The practice tip you don't want to hear
Many musicians spend their early years of training - and maybe some of the later years - fighting a cold, hard fact about their practice habits: the slow way is the fast way.
Slowness is the magic ingredient that makes the idea of repetition valuable. When a singer or an instrumentalist is learning new music, there's usually a good amount of repetition involved in practice, in order to make "perfect". The catch is, "perfect" doesn't come after a certain number of repetitions; it comes after a smart use of those repetitions. Just like when you re-read a paragraph over and over without actually knowing what it says, mindless practice can go on for eons if there's no sense to the repetitive work.
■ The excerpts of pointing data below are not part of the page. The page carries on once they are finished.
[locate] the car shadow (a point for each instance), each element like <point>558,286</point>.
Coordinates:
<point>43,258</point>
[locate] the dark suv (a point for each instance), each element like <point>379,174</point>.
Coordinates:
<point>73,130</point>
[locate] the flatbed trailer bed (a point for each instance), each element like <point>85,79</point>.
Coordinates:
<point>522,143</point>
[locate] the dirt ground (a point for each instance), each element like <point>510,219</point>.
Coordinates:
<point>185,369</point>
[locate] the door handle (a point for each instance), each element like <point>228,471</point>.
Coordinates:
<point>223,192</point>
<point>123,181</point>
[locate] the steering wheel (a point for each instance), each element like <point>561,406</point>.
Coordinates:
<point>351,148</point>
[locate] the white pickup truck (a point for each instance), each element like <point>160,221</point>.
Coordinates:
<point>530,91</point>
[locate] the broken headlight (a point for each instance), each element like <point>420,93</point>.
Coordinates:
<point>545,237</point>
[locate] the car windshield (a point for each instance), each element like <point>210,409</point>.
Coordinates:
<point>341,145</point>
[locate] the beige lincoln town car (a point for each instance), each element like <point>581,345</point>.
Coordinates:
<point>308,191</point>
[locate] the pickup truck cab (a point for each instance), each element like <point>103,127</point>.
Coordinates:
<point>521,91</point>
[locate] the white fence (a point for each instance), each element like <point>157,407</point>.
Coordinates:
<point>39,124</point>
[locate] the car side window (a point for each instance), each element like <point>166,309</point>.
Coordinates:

That's where slowness comes in. It's the great magnifying glass, the exposer of weak spots. It's in slow practice that you find the crux of the problem, the ignored detail, the missing piece that makes the difference between a section of music that's hit-and-miss, and one that's consistent like a Swiss watch.
Of course, while you're being very tortoise-like with your work, it can feel like the progress you're making is too slow. To keep you thinking positively, and working well, there are three things to keep in mind as you plod along:
Identify what you're fixing
Are you dealing with some tongue-twisting text? Stick to speaking instead of tiring yourself out with sung repetitions. Figuring out the mystery of a strange and unfamiliar rhythm? Subdivide like a mathematician. Are you navigating a dizzying headache of coloratura? We've got you covered.
Whether you've got one or many issues to solve, tackle them one at a time, and trust that you're not spending too much time doing so. On a related note...
Keep the pieces separate, for longer than you think
If you're dealing with a page of music that has weird rhythms, complicated coloratura, and a hellish bit of text, you might be tempted to mash all three elements together in your slow repetitions. Resist! Spend your time working on the difficult elements as individual tracks. It might feel like you're spending double or triple the time you could be spending working on a single section of music, but combining text, notes, and rhythm that you only kinda know will slow down your overall progress at best, and solidify bad habits at worst.
Don't worry about getting things a tempo
It's easy to say to yourself, "well sure, I can do it at 30 bpm, but what good does that do me when the tempo is marked prestississimo??" While you make a good point, getting up to a tempo is a detail that can only ever be achieved by knowing the music really, really well. All that slow practice has shone a light on the difficult corners and the problematic consonant clusters that would otherwise keep you from getting that line of music a tempo. Once that work is done, you get to do the great grand finale of any practice session: slowly (really, go slowly!) turn your metronome up notch by notch, until you're a prestississimo pro.